YouTube Behavior

Apr 2, 2008

I read an interesting paper, “Identifying User Behavior in Online Social Networks,” by Marcelo Maia, Jussara Almeida and Virgílio Almeida. It was presented yesterday at the First International Workshop on Social Networks (co-located with EuroSys 2008).

The paper uses an interesting dataset: a social network based on the user-subscriptions on youtube. In other words, if I subscribe to your video uploads, then I link to you in the network. Here is a very brief summary: How is it possible to classify users according to different behaviors? An answer to this question would help specialists design their sites according to the target audience; however, trying to identify groups of similarly-behaved users based on individual attributes does not produce useful results. So what can be done? More informative traits can be used: the social interaction attributes. For example, consider the subscription network of youtube: considering each user’s in-degree (people who subscribe to that user’s content), out-degree (number of subscriptions), and reciprocity (mutual subscriptions), as well as number of uploads, watches, and channel views, allows for user behavior to be classified into five groups. The three main groups that appear are the content producers, consumers, and mixed producer/consumers. The last two are the old-possibly inactive users and those who small-degree/high clustering coefficient (the cliques).

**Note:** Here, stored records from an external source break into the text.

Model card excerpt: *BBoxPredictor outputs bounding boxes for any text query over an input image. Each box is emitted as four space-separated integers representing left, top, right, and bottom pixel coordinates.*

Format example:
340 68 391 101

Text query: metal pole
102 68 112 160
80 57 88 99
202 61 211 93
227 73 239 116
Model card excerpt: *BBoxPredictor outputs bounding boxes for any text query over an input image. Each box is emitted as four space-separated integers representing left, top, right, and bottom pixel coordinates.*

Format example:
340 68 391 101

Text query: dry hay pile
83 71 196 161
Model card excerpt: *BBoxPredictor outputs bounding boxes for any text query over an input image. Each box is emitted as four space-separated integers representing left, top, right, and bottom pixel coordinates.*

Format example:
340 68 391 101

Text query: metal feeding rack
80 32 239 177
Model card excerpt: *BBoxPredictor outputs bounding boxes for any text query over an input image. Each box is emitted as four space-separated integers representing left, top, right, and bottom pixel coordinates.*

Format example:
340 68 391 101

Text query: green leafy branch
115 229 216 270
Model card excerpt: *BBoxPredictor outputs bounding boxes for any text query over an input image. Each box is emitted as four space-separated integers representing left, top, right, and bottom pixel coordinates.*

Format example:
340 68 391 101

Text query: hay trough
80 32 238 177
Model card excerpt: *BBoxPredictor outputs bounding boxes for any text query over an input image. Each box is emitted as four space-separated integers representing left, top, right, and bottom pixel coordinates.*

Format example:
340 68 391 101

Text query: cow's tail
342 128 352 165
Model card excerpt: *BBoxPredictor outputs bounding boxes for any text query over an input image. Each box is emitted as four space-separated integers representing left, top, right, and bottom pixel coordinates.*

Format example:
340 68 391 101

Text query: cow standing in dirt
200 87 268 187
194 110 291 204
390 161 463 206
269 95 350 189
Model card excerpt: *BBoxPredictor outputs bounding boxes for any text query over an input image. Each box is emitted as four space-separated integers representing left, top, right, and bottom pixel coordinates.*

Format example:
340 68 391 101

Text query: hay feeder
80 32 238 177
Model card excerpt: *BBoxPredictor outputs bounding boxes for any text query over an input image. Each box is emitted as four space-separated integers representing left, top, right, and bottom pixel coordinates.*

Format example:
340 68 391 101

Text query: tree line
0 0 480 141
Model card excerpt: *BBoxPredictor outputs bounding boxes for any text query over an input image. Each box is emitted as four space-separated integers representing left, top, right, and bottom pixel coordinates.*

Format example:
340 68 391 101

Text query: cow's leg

The users in this dataset were classified using k-means, which typically relies on a pre-defined value of k to work. Another interesting contribution is a method that finds what k to use, based on balancing the proportion of inter- and intra- cluster distance properly (details in the paper). Of course, just like needing to specify k, a more general weakness of these techniques seems to be that you need to know what you are looking for before you can find any structure. In other words, if the authors had decided to cluster based on different social-interaction attributes (or social-net graph properties), maybe their results would have been remarkably different?

There are a lot of other interesting papers that use youtube datasets, including this one that looks at how content popularity on the site fluctuates.